For this reason, if the input speech pattern uttered, for example, "san" and the standard speech pattern uttered "yon" are compared by the dissimilarity calculating section according to the present invention, the dissimilarity will be greater than that of the conventional method. Therefore, the degree of dissimilarity between the standard pattern of "yon" and the voice pronounced "san" becomes larger,
Since the degree of dissimilarity of the voice uttered as "Yon" hardly changes, misrecognition is reduced. These relationships also hold true between ``ni'' and ``kiyu.'' There is an advantage that the recognition rate is improved due to the above two factors. (Effects of the Invention) In addition to normal pattern matching, the present invention calculates dissimilarity by comparing voice power patterns and voice spectral slope patterns. , "Go" and "Roku",
It can be used in voice recognition response systems because there are fewer misrecognitions between ``san'' and ``yong,'' and the recognition rate is improved.

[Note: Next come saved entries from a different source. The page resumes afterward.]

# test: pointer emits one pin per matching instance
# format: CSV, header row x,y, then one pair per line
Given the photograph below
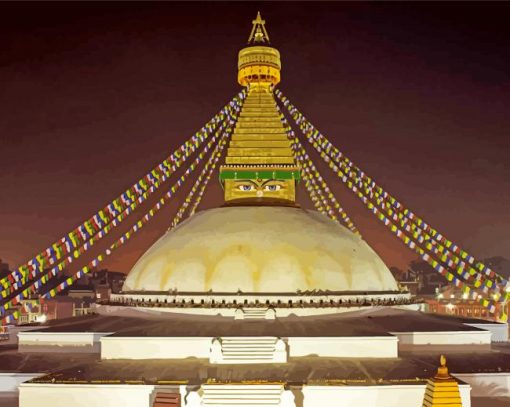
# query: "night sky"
x,y
93,95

[Brief explanation of the drawing]

FIG. 1 is a block diagram of a conventional speech recognition device, FIG. 2 is an example of a speech pattern, FIG. 3 is an example of a speech pattern, and FIG. 4 is an example of a speech recognition device for implementing the present invention. Figure 5 shows the input data x
(m, n) and input spectrum pattern data A
(m, n), FIG. 6 is an example of a power pattern, and FIG. 7 is an example of a spectral slope value pattern. 100...Input terminal, 200...Frequency analysis section, 300...Spectrum conversion section, 400...Speech interval determination section, 500...Dissimilarity calculation section, 50
1...Input audio spectrum pattern memory, 50
2... Subtraction circuit, 503... Absolute value circuit, 504
... Multiplication circuit, 505 ... Weight determination circuit, 506
... Constant generation circuit, 507 ... Accumulator,
508...Input audio power pattern memory, 50
9...Addition circuit, 510...Register, 511...
...Division circuit, 512...Standard voice average power memory, 513...Subtraction circuit, 514...Standard voice power pattern memory, 515...Addition circuit, 51
6... Input speech spectrum slope value pattern memory, 517... Standard speech spectrum gradient value pattern memory, 518, 519, 520... Switching circuit, 600... Standard speech spectrum pattern memory, 700... Judgment unit.

Claims (1)

[Claims] 1. A process of creating a spectral slope value pattern of input audio, a process of creating a power pattern of input audio, and a process of creating a spectral pattern normalized by the spectral slope of input audio, A process of performing pattern matching between a pre-prepared spectral pattern of standard speech and the spectral pattern of input speech to calculate a first dissimilarity, _N 〓 ⁿ⁼¹ | IP (n) − P _k ( n) - PP + AP _k | (where N is the total number of power data in the voice section, IP (n) is the n-th power data of the input voice, P _k (n) is the n-th power data of the standard voice Power data, PP is the average power data of the input audio,
AP _k is the average power data of the standard voice), a process of performing pattern matching between a pre-prepared power pattern of the standard voice and the power pattern of the input voice to calculate a second degree of dissimilarity; performing pattern matching between a pre-prepared spectral slope value pattern and the spectral slope value pattern of input speech to calculate a third degree of dissimilarity; A speech recognition method comprising the step of adding weights to each of the input speech, and recognizing the input speech as a degree of dissimilarity between the input speech and the standard speech using the added value.